Objective Heavy load bearing is an essential part of heavy load mechanical equipment, which plays the role of supporting a rotating body. Wind power bearing in wind power generation equipment is a typical heavy load bearing. To obtain wind power bearing with excellent comprehensive performance and high service life as well as maintain the stability of wind turbine, higher requirements are put forward for the depth and uniformity of hardened layer of main shaft bearing raceway. In this study, the depth and uniformity of the hardened layer of a workpiece after laser quenching are improved by adding electromagnetic induction auxiliary heating, and the heating and cooling rates are adjusted to transfer more heat to the depth of the material, so as to achieve deeper hardened layer. In the quenching process, the dual heat sources interact. Therefore, it is necessary to investigate the phase transformation process of electromagnetic induction-assisted laser quenching. This research will provide a reference for high-quality deep strengthening of high-end equipment parts under heavy load conditions.

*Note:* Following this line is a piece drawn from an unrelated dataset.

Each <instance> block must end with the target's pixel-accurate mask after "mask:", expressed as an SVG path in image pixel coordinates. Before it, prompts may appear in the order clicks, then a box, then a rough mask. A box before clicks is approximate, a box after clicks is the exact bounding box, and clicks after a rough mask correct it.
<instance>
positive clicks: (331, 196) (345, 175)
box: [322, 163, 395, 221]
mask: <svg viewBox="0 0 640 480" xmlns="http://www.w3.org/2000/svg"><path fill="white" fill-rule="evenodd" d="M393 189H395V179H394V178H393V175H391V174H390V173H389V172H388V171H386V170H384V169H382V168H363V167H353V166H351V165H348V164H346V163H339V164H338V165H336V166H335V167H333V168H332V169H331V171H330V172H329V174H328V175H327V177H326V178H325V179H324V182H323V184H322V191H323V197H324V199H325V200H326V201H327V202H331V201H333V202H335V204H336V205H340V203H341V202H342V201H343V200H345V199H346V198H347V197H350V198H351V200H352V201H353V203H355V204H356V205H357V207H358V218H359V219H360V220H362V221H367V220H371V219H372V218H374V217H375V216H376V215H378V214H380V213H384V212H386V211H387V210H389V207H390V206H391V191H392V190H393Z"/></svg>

Methods The MSC. Marc software is employed to establish the physical models of hybrid quenching and laser quenching processes, and the meshes in different areas of the models are densified in different degrees. Because the temperature of the workpiece changes markedly during quenching, the thermophysical parameters of the material at different temperatures are considered in the models. In addition, the initial and boundary conditions of the models are set according to the working conditions. The accuracy of the model is verified by the temperature curve of the characteristic points and morphology of the hardened layer. In the verified model, the evolution of the temperature field, phase transformation process, and uniformity of the hardened layer in the dual heat source hybrid quenching process are studied.

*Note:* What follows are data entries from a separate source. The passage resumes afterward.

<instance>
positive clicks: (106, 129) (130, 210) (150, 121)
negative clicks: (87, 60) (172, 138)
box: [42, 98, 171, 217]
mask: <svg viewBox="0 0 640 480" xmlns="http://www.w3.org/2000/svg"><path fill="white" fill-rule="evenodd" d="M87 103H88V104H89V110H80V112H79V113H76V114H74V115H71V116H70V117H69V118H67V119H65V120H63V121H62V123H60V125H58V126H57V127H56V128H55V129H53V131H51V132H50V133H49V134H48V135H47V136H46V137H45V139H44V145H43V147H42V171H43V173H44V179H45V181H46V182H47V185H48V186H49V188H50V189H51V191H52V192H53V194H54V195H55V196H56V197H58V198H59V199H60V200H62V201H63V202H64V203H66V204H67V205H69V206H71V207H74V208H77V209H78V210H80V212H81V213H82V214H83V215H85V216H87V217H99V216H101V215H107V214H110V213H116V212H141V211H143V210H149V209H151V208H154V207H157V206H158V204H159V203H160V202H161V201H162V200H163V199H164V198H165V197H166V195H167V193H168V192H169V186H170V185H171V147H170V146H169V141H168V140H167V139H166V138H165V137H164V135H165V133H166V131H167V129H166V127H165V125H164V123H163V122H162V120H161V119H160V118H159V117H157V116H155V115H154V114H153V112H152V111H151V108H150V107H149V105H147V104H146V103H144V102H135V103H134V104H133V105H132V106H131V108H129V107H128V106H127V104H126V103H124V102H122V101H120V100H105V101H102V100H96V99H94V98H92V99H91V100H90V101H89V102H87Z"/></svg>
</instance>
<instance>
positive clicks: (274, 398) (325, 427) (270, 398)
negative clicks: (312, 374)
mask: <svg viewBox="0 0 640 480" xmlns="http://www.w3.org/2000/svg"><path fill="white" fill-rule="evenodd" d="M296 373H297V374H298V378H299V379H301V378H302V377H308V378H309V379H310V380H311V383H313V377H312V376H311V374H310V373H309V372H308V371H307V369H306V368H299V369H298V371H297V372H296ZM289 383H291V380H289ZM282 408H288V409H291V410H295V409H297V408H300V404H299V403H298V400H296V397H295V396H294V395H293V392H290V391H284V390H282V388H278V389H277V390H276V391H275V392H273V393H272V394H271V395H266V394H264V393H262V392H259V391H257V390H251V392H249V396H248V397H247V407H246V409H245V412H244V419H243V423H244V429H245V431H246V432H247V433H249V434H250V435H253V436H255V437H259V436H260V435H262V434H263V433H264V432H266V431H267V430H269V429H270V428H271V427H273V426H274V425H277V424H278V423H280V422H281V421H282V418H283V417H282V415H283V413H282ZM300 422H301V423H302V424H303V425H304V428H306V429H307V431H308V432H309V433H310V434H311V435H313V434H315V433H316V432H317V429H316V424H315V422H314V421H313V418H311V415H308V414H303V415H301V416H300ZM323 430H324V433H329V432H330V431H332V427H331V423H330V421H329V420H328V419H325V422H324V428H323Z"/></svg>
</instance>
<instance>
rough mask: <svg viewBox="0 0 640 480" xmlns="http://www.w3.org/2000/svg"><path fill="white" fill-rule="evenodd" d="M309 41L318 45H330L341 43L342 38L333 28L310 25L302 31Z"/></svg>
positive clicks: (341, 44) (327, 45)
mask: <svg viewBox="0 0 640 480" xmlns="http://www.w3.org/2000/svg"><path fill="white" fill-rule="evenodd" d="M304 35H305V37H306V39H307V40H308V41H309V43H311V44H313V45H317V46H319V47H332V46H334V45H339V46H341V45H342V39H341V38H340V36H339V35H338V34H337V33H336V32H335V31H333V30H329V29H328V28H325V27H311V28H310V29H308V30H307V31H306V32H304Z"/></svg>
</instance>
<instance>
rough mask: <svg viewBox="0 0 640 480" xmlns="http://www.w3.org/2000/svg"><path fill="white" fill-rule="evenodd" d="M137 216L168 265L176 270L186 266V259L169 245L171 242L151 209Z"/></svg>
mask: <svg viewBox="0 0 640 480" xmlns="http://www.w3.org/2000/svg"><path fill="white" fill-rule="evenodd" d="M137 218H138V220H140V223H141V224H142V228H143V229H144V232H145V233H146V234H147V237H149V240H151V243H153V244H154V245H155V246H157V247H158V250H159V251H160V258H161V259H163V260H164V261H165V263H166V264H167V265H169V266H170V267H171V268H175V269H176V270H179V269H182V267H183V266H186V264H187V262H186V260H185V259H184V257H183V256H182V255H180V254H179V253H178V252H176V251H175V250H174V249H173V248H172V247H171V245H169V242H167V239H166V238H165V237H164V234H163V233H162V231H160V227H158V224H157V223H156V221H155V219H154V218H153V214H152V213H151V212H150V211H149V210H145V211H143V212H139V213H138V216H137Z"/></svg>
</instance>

Results and Discussions The average relative error between the measured and simulated temperature curves is less than 15% (Fig. 8). Under the forced cooling of the coolant, the cooling rates of the hybrid quenching and laser quenching attain high levels in the whole cooling stage (Fig. 13), which meets the martensitic transformation conditions. The range of austenitizing and martensitic transformation on the surface of the workpiece can be enlarged by the secondary heat source heating. After the hybrid quenching, the depth of the hardened layer is small at the head and tail, and is large in the middle. The martensite formed in the stable stage is very flat (Fig. 14). From the cross-section of the hybrid quenching hardened layer, the width and depth is 34.7 mm and 5.9 mm, respectively; the area ratio of the hardened layer to the rectangle is 83.4%. The side angle between the boundary of the hardened layer and the vertical direction is 29.4°. After the laser quenching, the depth and width of the hardened layer are 3.5 and 29.6 mm (Fig. 16), the area ratio of the hardened layer to the rectangle is 70.3%, and the side angle is 46.8°.

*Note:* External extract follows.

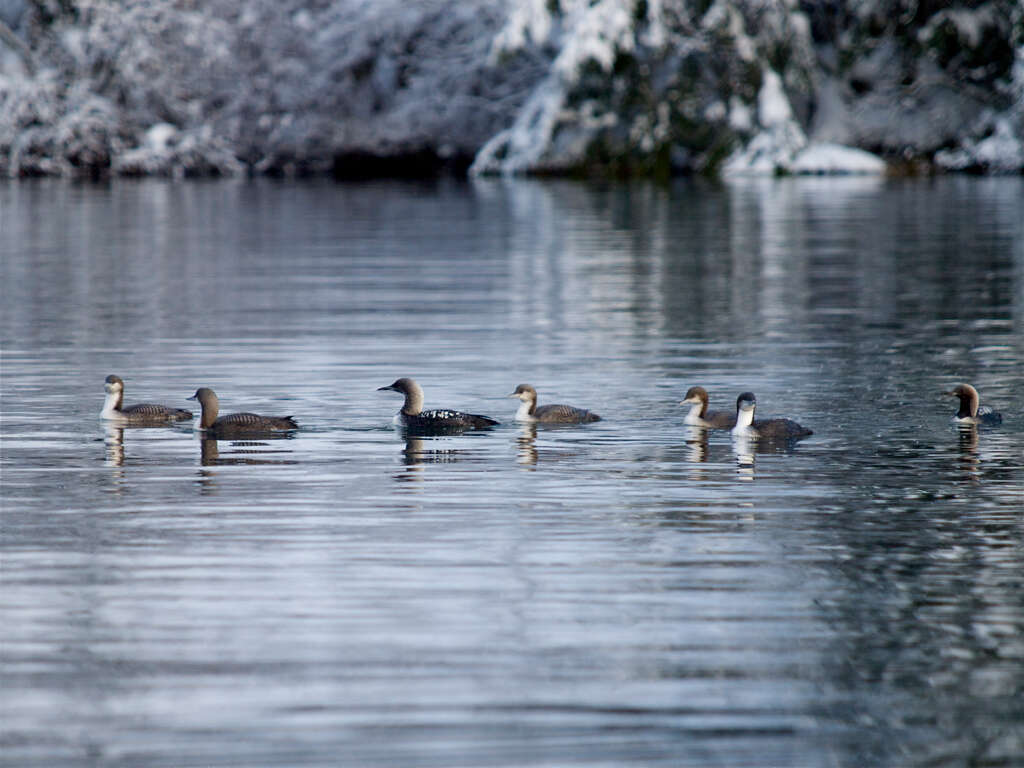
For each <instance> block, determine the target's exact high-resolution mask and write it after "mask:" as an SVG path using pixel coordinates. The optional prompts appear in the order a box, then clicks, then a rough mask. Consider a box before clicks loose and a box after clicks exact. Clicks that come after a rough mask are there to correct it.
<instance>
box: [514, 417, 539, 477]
mask: <svg viewBox="0 0 1024 768" xmlns="http://www.w3.org/2000/svg"><path fill="white" fill-rule="evenodd" d="M516 443H518V445H519V458H518V459H517V461H518V462H519V464H525V465H528V466H531V467H532V466H537V424H536V423H535V422H529V423H525V424H522V425H520V427H519V436H518V437H516Z"/></svg>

Conclusions The phase transformation process of hybrid quenching is investigated, and an electromagnetic induction and laser coupling quenching model is established. The simulated temperature history of characteristic points and the profile of the hardened layer agree well with the experiment results, which verify the reliability of the established model. Compared with single laser quenching, the hybrid quenching can increase the austenitizing area on the surface of the workpiece, expand the range of martensitic transformation, and improve the depth and width of the hardened layer. After the hybrid quenching, the hardness fluctuation of the hardened layer in the horizontal direction decreases, the proportion of the hardened layer area increases, the crescent side angle decreases, and the uniformity of the hardened layer is improved. The electromagnetic induction-assisted laser quenching can break through the limit depth of single laser quenching and obtain a well-balanced hardened layer, which can provide guidance for deep quenching of high-end equipment parts under heavy load conditions.